Yet the Kaiser Family Foundation—one of the few nonprofits that openly signals its imperial ambitions in its name—doggedly keeps at it, the Warren Beatty of research groups. The good folks at Kaiser are on the verge of releasing Sex on TV 3, the latest installment of their biennial study on small-screen sheet-slapping. The first of these appeared in 1999; it and its sequel are available online, but the latest installment, monitoring programs from October 2001 through March 2002, is not yet widely available, other than via press accounts such as this one.

Kaiser's determination, if not its actual research, is significant because it underscores a continuing confusion over the role and influence of popular culture, especially television, on kids. The biennial study exemplifies the mistaken notion that such fare is a major factor on individual behavior and hence in need of some sort of reform, especially when it comes to that most abused of constituencies in contemporary political discourse, "the kids."

Sex on TV is best understood as a Girls Gone Wild franchise for the anxious-parent set, a document whose high moral purpose masks its titillating content, contemporary social science's answer to Clarissa. Every two years, Kaiser, in collaboration with researchers at University of California-Santa Barbara, pays graduate students to log the number and nature of sex acts on over 1,000 shows appearing on 10 networks during a regular television series. (Strangely, no one has studied the effects of coding TV shows on grad student behavior.) Then comes the well-publicized report, which inevitably announces some bad news, some good news, and a self-aggrandizing claim of relevance and impact.

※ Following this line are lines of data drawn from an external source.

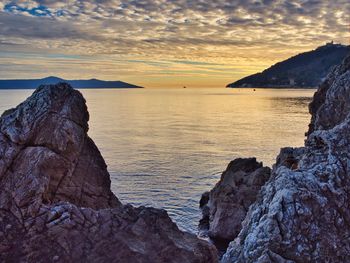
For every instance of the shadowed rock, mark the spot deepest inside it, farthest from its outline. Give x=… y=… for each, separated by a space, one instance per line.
x=303 y=212
x=226 y=205
x=55 y=197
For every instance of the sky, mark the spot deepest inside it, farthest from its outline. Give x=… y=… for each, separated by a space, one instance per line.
x=158 y=43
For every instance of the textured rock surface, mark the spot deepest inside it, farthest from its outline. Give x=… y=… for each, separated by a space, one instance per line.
x=226 y=205
x=55 y=197
x=303 y=211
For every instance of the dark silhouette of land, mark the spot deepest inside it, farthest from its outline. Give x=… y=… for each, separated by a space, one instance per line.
x=305 y=70
x=78 y=84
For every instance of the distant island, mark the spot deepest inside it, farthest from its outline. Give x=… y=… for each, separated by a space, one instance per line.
x=78 y=84
x=305 y=70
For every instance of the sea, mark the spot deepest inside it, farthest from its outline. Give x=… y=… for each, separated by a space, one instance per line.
x=165 y=147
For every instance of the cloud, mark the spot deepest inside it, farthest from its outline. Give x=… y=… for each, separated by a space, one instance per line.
x=238 y=33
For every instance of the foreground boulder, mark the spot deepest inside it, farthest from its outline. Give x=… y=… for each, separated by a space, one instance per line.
x=226 y=205
x=55 y=197
x=302 y=214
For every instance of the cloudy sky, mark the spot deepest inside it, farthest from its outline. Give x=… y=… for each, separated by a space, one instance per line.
x=159 y=43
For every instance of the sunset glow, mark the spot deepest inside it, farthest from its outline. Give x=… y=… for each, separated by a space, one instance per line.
x=162 y=43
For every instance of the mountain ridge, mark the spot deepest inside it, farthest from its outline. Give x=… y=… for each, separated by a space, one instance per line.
x=78 y=84
x=304 y=70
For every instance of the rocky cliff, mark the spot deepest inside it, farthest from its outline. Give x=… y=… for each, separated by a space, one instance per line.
x=226 y=205
x=305 y=70
x=55 y=199
x=302 y=213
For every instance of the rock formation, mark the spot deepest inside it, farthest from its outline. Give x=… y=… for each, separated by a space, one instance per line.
x=55 y=199
x=226 y=205
x=302 y=213
x=306 y=70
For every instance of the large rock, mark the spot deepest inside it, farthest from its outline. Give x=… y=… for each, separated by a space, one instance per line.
x=55 y=197
x=303 y=212
x=226 y=205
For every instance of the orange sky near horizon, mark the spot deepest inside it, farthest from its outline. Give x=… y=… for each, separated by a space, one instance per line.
x=158 y=43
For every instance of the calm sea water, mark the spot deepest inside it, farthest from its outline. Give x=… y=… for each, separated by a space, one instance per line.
x=165 y=147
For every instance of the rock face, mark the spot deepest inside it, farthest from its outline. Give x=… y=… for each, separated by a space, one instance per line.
x=226 y=205
x=303 y=212
x=55 y=199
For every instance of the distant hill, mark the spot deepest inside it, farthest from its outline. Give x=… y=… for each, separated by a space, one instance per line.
x=305 y=70
x=78 y=84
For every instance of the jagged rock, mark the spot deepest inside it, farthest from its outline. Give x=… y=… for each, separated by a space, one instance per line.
x=226 y=205
x=55 y=199
x=303 y=213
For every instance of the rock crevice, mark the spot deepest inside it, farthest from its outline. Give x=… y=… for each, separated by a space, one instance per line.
x=302 y=213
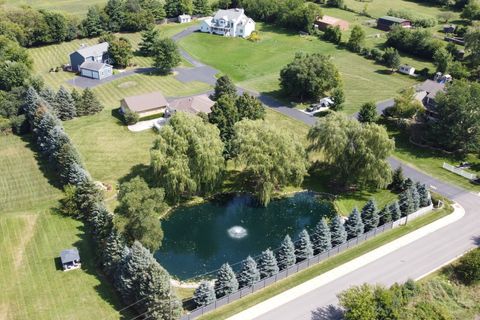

Here's the "bad" news this time around: Among teenagers' 20 favorite shows, 83 percent included sexual content, 49 percent of them included sexual behavior, and 20 percent included depictions or discussion of intercourse. Across all TV shows, 64 percent had some sexual content. The "good" news is that among those favorite teens shows, 45 percent of the episodes that either discussed or depicted intercourse made some mention of "safe sex" practices. And while 14 percent of all shows included sexual intercourse—up from 10 percent two years ago—overall sexual content on TV has remained steady.

And the self-aggrandizing claim to relevance? As Kaiser's Vicky Rideout, the study's director, told The Cincinnati Enquirer, Sex on TV draws "Hollywood's attention to the impact that sexual content has on young people (and) the opportunity they (producers) have to play a positive role."

Well, not quite. What it actually suggests is that Hollywood plays no great role in kids' choices. Just as Portnoy's Complaint failed to turn liver into anyone's lover, Dawson's Creek has not proven to be the small-screen equivalent of Spanish Fly. As the Kaiser TV team—and everyone else in America—will attest, there's no question that over the past decade or so, kids have been exposed to far more sexual content than they used to be, on the tube and elsewhere. What's more, everyone will agree that most of this content is presented in glamorous fashion.

Yet this has not created a generation of sex-crazed adolescents. The percentage of high schoolers who have engaged in sexual intercourse declined from 54 percent in 1991 to 46 percent in 2001. We know this, incidentally, courtesy of another set of researachers at Kaiser, folks who work in the foundation's "Reproductive and Sexual Health" program. Similarly unrelated trends also hold for violent TV and youth crime: as the former has increased, the latter has declined.

Some myths die hard, though. The idea that popular culture is (or should be) didactic in any simple sense of the term is one of these myths. Garry Marshall, the creator of Happy Days is famous for claiming that requests for library cards "zoomed" a whopping 500 percent after an episode in which Fonzie used one. (Strangely, Marshall was not puzzled by the lack of a dramatic increases in shark-tank jumping incidents after the Fonz pulled off that particular stunt.)

The proper response to Marshall's hilariously overblown, wildly self-aggrandizing, and completely undocumented assertion—and to the mindset behind Kaiser's Sex on TV series—is a polite "Sit on it."